Não me repugna que possa haver cooperação com o fabricante. Portugal tem dezenas de anos de fabrico de material circulante: a grande maioria dos comboios a circularem cá atualmente foi montada em Portugal. Acho perfeitamente possível voltarmos a fazer isso. A nossa academia forma engenharia de altíssima qualidade e é uma peça essencial na plataforma e no centro de competências.
Quais são as universidades parceiras da PFP?
Temos, por exemplo, o Instituto Superior Técnico, a Faculdade de Engenharia da Universidade do Porto e a Universidade do Minho. Também há o Laboratório Nacional de Engenharia Civil e o Instituto de Soldadura e Qualidade.
Os suíços da Stadler, depois de assinarem o contrato para a venda de 22 novos comboios regionais à CP, disseram que estavam à procura de parceiros nacionais. Já receberam algum contacto?
A plataforma recebeu contactos para as partes perceberem o que seria necessário fazer para poderem ser membros da plataforma. O nosso papel é mais de facilitador de contactos. Temos todo o interesse em que isto seja uma realidade.
Quantos empregos uma fábrica de comboios pode criar em Portugal, diretos e indiretos?
Ainda não temos esses dados. Mas poderemos esperar centenas de trabalhadores diretos e indiretos. É uma fábrica que exige muita mão de obra pesada.
Estes comboios seriam para consumo doméstico ou mais para exportação?
Numa primeira fase, seriam para consumo interno, mas também admito como plausível exportarmos comboios. Um dos papéis da plataforma é a internacionalização dos associados. Recentemente, tivemos uma reunião com os secretários de Estado da Internacionalização e das Infraestruturas, onde lhes demos a conhecer o que a plataforma pode agregar. Eles ficaram tremendamente entusiasmados. Estamos a preparar um catálogo de competências onde salientaremos as empresas-âncora da indústria. Contamos ter isso pronto em breve. É fundamental para uma organização como a nossa ter esse catálogo.
Que peças fabricadas em Portugal estão presentes nos comboios a nível mundial?
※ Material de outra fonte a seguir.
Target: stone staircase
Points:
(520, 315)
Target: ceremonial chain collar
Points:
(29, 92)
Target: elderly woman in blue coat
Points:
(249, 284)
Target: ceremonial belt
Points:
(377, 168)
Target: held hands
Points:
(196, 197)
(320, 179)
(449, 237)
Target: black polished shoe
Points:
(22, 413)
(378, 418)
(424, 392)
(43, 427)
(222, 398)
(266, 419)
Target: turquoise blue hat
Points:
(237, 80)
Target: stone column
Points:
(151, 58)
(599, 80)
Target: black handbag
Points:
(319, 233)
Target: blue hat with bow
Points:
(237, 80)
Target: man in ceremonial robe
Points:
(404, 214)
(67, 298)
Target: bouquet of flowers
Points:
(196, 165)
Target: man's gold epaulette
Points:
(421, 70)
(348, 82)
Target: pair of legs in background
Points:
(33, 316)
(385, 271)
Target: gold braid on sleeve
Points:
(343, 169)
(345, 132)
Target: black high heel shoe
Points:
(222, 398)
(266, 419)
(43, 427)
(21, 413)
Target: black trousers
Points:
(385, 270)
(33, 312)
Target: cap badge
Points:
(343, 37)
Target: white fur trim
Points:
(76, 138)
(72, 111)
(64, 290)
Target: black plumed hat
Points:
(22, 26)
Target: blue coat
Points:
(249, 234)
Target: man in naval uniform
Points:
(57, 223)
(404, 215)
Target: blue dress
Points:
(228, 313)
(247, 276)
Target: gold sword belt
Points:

Na área das infraestruturas inteligentes e sustentáveis, comando e controlo de circulação, no próprio material circulante - permitindo diminuir os custos de utilização ao longo da vida. Também temos soluções para tornar o sistema ferroviário mais atrativo para os utentes.
Quando é que poderia surgir o primeiro novo comboio português?
É preciso criar um projeto com cabeça, tronco e membros, bem estruturado, de modo a que seja duradouro. Um projeto destes não pode estar sujeito à variação dos ciclos políticos. Tem de ser um programa estável.
Obrigaria a um compromisso político alargado ou bastaria o sim do atual Governo?
Tudo começaria com o sim do Governo mas depois tem de haver o compromisso alargado. Instalar algo desta natureza, com um investimento de milhões, não se pode deitar abaixo ao fim de dois ou três anos. Embora já tenhamos visto maus exemplos disso no passado, até mesmo em Guifões. Mas eu, como otimista, não tenho dúvidas de que haverá um compromisso alargado, com durabilidade suficiente para pormos isto de pé e termos material circulante português na ferrovia nacional.
Ainda seria nesta década?
Gostava que sim. Para mim, dez anos significaria quase meter os papéis para a reforma. Gostaria de a essa altura satisfeito de que o setor tinha dado o salto qualitativo que merece e que se justifica há muitos anos. Como ferroviário que sou, seria uma alegria poder ir-me embora descansado.
Foi a 23 de julho de 2015 que nasceu a Plataforma Ferroviária Portuguesa (PFP). Junta as principais entidades ligadas à ferrovia: operadores com CP, Fertagus, Medway e Takargo; fabricantes de componentes, como a Salvador Caetano ou a Almadesign; tecnológicas, como a Nomad Tech ou a Critical Software; e instituições, como a Faculdade de Engenharia da Universidade do Porto, o Instituto Superior Técnico e a Universidade do Minho. Além da criação de projetos comuns, nacionais e internacionais, esta plataforma vai gerir o centro de competências para a ferrovia. A aposta nos comboios foi reconhecida pelo governo português em 2017, ao incluir a plataforma como um dos 20 clusters de competitividade.